Asian stocks posted their first back-to-back annual declines since 2002, underperforming benchmarks in Europe and the U.S. amid decelerating Chinese growth and the rout in commodities.
The MSCI Asia Pacific Index has fallen 4.3 percent this year, compared with a 0.2 percent advance for the Standard & Poor’s 500 Index and a 7 percent increase for the Stoxx Europe 600 Index. The gauge was little changed in light trading on the final day of the year, rising 0.1 percent to 131.94 as of 12:48 p.m. in London, as energy shares followed a decline in crude oil.

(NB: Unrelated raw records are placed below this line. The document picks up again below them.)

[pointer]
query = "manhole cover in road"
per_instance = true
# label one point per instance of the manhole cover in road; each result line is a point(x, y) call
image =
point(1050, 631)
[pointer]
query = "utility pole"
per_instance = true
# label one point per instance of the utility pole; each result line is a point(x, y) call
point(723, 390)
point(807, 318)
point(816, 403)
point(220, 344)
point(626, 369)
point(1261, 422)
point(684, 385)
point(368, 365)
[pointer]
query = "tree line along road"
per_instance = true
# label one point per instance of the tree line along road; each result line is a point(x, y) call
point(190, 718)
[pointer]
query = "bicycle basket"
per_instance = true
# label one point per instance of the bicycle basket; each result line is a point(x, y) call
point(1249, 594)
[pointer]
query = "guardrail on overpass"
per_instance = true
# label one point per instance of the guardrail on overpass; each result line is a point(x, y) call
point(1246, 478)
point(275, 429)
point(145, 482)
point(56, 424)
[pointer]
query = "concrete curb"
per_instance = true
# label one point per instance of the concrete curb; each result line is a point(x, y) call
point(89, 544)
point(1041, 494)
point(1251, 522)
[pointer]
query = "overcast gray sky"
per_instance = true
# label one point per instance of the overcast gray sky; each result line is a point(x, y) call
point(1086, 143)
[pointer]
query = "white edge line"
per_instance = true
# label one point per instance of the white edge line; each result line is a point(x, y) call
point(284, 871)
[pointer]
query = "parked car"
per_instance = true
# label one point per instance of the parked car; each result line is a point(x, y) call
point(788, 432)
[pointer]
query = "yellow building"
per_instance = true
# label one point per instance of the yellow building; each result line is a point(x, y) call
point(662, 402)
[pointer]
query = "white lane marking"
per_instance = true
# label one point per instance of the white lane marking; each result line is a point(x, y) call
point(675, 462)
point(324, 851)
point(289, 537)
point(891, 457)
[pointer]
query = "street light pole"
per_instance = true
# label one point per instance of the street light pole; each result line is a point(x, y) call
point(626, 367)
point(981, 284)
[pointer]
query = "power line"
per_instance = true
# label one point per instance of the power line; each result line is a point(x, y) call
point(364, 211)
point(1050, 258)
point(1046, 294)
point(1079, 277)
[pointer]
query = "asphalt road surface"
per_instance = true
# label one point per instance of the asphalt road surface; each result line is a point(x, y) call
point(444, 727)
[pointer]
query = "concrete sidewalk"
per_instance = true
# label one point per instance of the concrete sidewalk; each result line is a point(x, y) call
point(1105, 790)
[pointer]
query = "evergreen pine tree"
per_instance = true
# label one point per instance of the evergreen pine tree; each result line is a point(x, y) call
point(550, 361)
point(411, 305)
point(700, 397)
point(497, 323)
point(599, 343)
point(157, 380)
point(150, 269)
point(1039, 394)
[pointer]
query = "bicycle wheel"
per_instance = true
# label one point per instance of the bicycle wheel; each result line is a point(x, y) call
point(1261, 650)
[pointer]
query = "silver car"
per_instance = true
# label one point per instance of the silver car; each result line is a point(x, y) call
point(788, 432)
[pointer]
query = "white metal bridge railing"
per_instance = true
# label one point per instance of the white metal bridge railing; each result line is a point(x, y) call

“This year has been a very volatile and difficult year as the markets were assaulted by volatility from different asset classes,” Kelvin Tay, regional chief investment officer at UBS’s wealth management business in Singapore, said by e-mail. “The sharp selloff in the commodities market badly affected the Asian currency markets, especially Southeast Asian currencies and equities. China’s economy will have a soft landing in 2016.”
After outperforming global shares in the first six months of the year, with the benchmark regional index touching the highest level since 2008, Asian equities slid in the second half on China’s surprise yuan devaluation and investor concern about the Federal Reserve’s interest-rate outlook. Policy makers raised U.S. rates this month for the first time in almost a decade and signaled gradual tightening in 2016.
Energy and raw-material producers led declines on the MSCI Asia Pacific Index in 2015, dropping at least 15 percent, as sentiment has turned negative after a decade-long bull market that was driven by China’s hunger for crops, metals and fuel. Producers rushed to meet that demand, resulting in expanded supplies that are now causing gluts as the world’s second-largest economy grapples with the weakest growth in a generation.
Downgrade to Junk
Noble Group Ltd. led losses on the regional gauge, dropping almost two-thirds of its value. Asia’s top commodity trader plunged following attacks on its finances by critics including the anonymous Iceberg Research and short-seller Muddy Waters LLC that culminated in Moody’s Investors Service downgrading its credit rating to junk this week. Macau casinos MGM China Holdings Ltd. and Wynn Macau Ltd. tumbled more than 50 percent each as China’s anti-corruption drive dragged gaming revenue in the former Portuguese enclave.
China’s gross domestic product will slow from an estimated 6.9 percent growth rate this year to 6.5 percent next year, according to a Bloomberg survey. The nation’s manufacturing sector probably contracted for a fifth straight month in December, according to the median forecast of analysts in a separate Bloomberg survey. The official purchasing managers index is due to be released by the National Bureau of Statistics on Jan. 1.
The Shanghai Composite Index slipped 0.9 percent on Thursday, finishing with an advance of 9.4 percent for the year. That contrasts with a 19 percent slump for the Hang Seng China Enterprises in Hong Kong. The gauges diverged this year for the first time in a decade after the government intervened to support shares in Shanghai and Shenzhen and foreign investors turned bearish on the nation’s earnings prospects.
Markets in Japan, Indonesia, Korea, Philippines and Thailand were closed for holidays Thursday while those in Australia, New Zealand, Hong Kong and Singapore had shortened trading.
Australia’s S&P/ASX 200 Index fell 0.5 percent on Thursday. The gauge slipped 2.1 percent this year, with BHP Billiton Ltd., the world’s biggest mining company and the nation’s top oil producer, as the biggest drag.
Singapore and Hong Kong are Asia’s worst performing developed markets in 2015, with the Straits Times Index slumping 14 percent and the Hang Seng Index sinking 7.2 percent. Taiwan’s Taiex index declined 10 percent. New Zealand’s S&P/NZX 50 Index climbed 14 percent.
E-mini futures on the S&P 500 Index were little changed on Thursday. The U.S. equity benchmark slipped on Wednesday as energy companies dropped and a slide in Apple Inc. weighed on technology shares. Crude oil in New York fell 3.4 percent yesterday, poised for its biggest two-year drop on record.